The role of the independent sector in the provision of elective care has been brought into the spotlight by rising pressures of the NHS and growing waiting lists. Our analysis aims to contribute to existing work undertaken by the Health Foundation investigating the landscape of independent sector healthcare services.
The Health Foundation found an increasing proportion of care is delivered by the independent sector; this varies by specialitiy and is highest in T&O, GI and ophthalmology. Treatment rates in all specialities are not achieving the 30%-increase target set to address the backlog of care. The Health Foundation suggests uptake in the independent sector is matching the reductions in NHS provided care. It was also found that the independent sector share of provision varies regionally and by deprivation measures.
We aim to further the above analysis by utilising patient-level inpatient and outpatient data to more closely examine trends in independent sector care. Given the above findings, we will focus on ophthalmology and orthopaedic care, presenting our findings by demographics, geographically and by procedure.

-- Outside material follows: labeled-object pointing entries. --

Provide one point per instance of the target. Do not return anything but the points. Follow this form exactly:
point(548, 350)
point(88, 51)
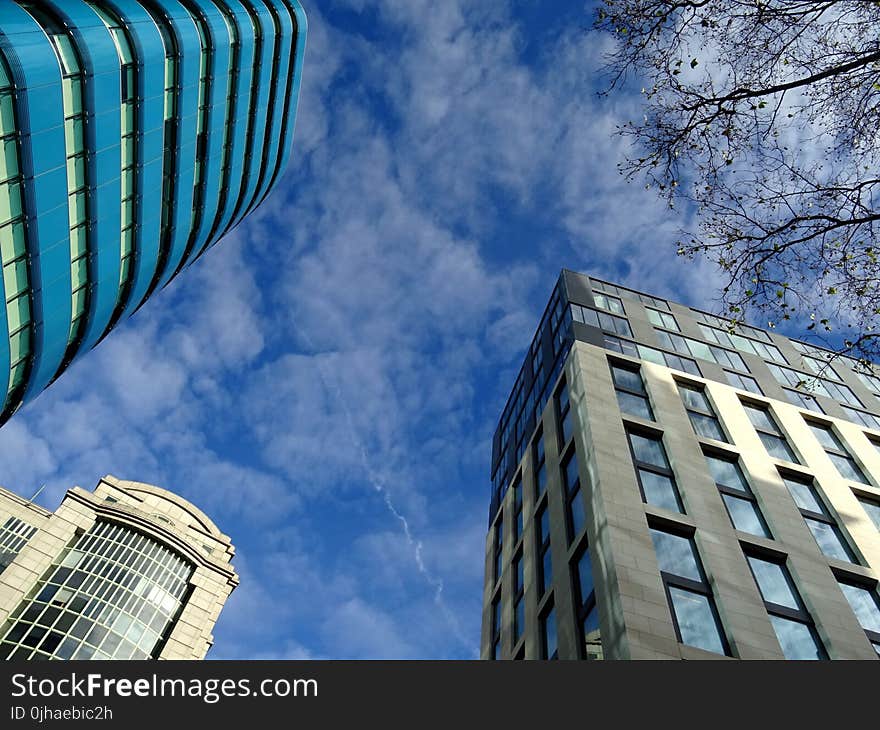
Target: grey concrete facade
point(631, 609)
point(128, 570)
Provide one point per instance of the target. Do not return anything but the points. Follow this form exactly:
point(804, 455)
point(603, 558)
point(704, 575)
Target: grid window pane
point(626, 378)
point(805, 496)
point(848, 468)
point(659, 490)
point(873, 510)
point(777, 447)
point(548, 631)
point(676, 555)
point(773, 582)
point(648, 450)
point(760, 418)
point(95, 584)
point(706, 426)
point(745, 516)
point(830, 540)
point(696, 620)
point(546, 573)
point(634, 405)
point(864, 604)
point(796, 639)
point(825, 436)
point(727, 473)
point(578, 516)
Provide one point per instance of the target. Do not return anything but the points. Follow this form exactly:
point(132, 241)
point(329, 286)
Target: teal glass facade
point(133, 135)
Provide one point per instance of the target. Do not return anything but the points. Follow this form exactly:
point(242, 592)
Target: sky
point(326, 381)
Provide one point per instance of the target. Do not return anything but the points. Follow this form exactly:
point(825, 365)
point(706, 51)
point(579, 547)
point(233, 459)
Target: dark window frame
point(866, 584)
point(549, 608)
point(839, 450)
point(777, 433)
point(542, 545)
point(571, 492)
point(826, 516)
point(688, 584)
point(681, 383)
point(583, 606)
point(801, 615)
point(662, 471)
point(614, 366)
point(747, 495)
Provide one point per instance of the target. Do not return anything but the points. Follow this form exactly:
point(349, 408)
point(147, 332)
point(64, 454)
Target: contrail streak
point(378, 484)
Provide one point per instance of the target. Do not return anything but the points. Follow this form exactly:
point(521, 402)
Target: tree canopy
point(765, 116)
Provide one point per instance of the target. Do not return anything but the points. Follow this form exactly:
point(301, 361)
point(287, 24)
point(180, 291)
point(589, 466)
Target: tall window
point(872, 507)
point(631, 394)
point(573, 497)
point(517, 509)
point(519, 604)
point(838, 454)
point(545, 561)
point(656, 479)
point(496, 625)
point(703, 418)
point(563, 415)
point(540, 465)
point(866, 606)
point(499, 548)
point(113, 595)
point(742, 507)
point(818, 518)
point(769, 433)
point(14, 535)
point(791, 621)
point(688, 592)
point(587, 611)
point(549, 646)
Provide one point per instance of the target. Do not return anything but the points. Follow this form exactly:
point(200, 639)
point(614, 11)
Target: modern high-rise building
point(133, 135)
point(128, 571)
point(669, 486)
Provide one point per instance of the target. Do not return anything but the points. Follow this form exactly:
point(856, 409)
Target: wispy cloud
point(324, 383)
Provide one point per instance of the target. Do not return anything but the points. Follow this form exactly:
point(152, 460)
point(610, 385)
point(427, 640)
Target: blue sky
point(325, 383)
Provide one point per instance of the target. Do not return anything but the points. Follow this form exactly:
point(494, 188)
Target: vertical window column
point(545, 560)
point(818, 519)
point(769, 432)
point(13, 247)
point(129, 153)
point(840, 457)
point(540, 465)
point(790, 619)
point(688, 592)
point(655, 477)
point(700, 412)
point(632, 398)
point(742, 507)
point(586, 608)
point(865, 604)
point(573, 499)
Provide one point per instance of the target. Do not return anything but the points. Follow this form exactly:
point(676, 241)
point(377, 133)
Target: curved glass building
point(128, 571)
point(133, 135)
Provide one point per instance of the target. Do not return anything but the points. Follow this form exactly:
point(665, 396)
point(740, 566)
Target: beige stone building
point(667, 486)
point(127, 571)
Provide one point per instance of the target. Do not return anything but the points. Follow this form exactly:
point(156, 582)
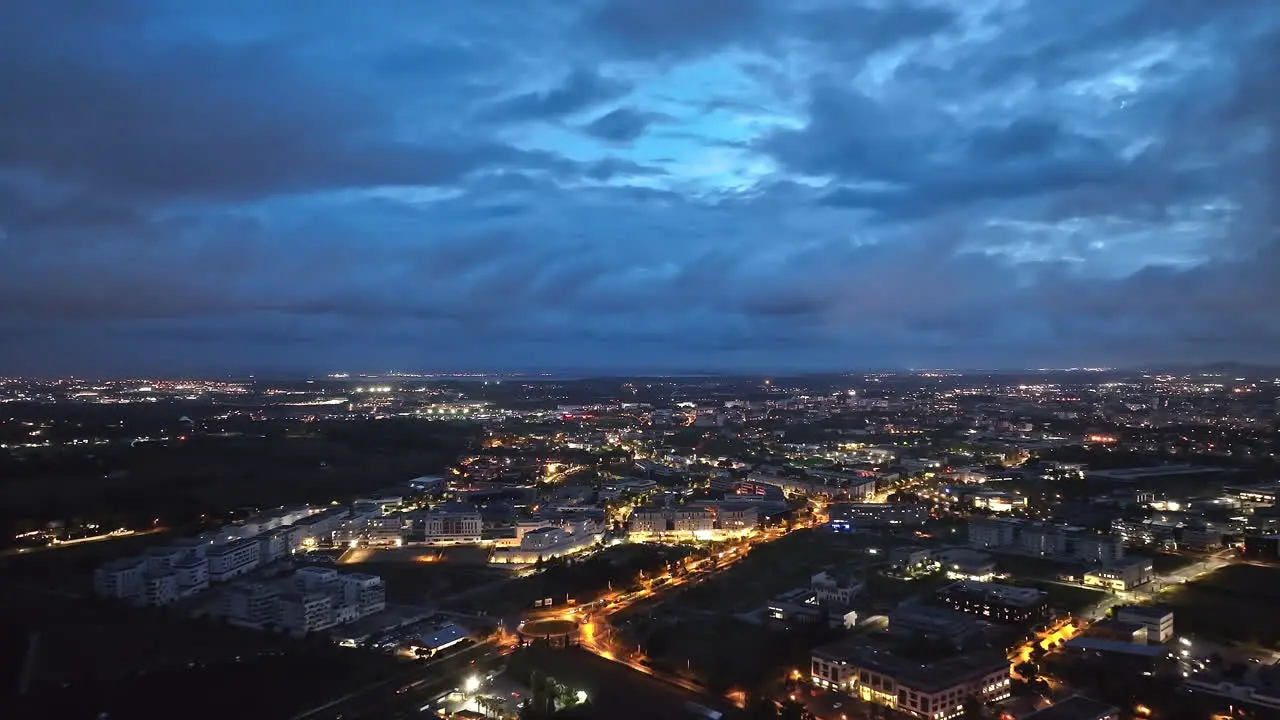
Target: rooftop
point(926, 677)
point(1010, 595)
point(1075, 707)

In an exploratory fashion, we will present the changing market share of independent care in elective ophthalmic and orthopaedic services. We will be guided by our preliminary findings starting by assessing patterns in national data developing on to consider local findings.
We gathered acute inpatient and outpatient data via the
Secondary Uses Services (SUS) dataset, accessed through the National
Commissioning Data Repository (NCDR) platform. To capture the
pre-pandemic context, we limit our data to the years 2017 through to
2022. We count completed inpatient admissions or outpatient attendances
filtered to only include non-emergency contacts with selected Healthcare
Resource Group (HRG) codes.
The HRG code describes the content of an admission in terms of resource required and is linked to the of commissioning care. We use commissioning codes rather than procedure codes because data completeness is preferable and they offer the suitable level of granularity for data processing and presentation of findings. All HRG codes were updated to their corresponding code in the most recent HRG version. The activity we captured was linked to the following HRG codes (right).
Data was accessed at a national level with local feilds included to indicate the patient’s ICS and local authority of residence. Similarly, the low level geography (LSOA) of the patient was included to link to the Index of Multiple Deprivation (IMD) to assign each admission to a deprivation decile (1 = most deprived 10% of the population, 10 = the most affluent 10% of the population).
The SUS data contains only NHS-funded care. We identified the sector in which the care was delivered by assessing the ODS provider type, linked to site (hospital/care centre) in which the care occurred. We compare the rate of NHS-funded care delivered in NHS sites to NHS-funded care delivered in independent sector sites. Limitations of our data dictate that we do not count any privately funded care, regardless of site of delivered.
Subchapter BZ – Eyes and Periorbita Procedures and
Disorders:
create_dt(
hrg_lookup %>%
filter(str_detect(procedure_group, "Eyes")) %>%
select(1,2) %>%
rename(HRG = hrg_3,
Procedure = procedure_desc)
)
Subchapter HN – Orthopaedic Non-Trauma Procedures:
create_dt(
hrg_lookup %>%
filter(str_detect(procedure_group, "Orthopaedic")) %>%
select(1,2) %>%
rename(HRG = hrg_3,
Procedure = procedure_desc)
)
Activity data was grouped by demographic, geographic and activity-type variables and counts of episodes, spells (admissions or attendances) and individuals were calculated. Aggregated data was exported from the NCDR SQL server and processed locally in RStudio/RMarkdown.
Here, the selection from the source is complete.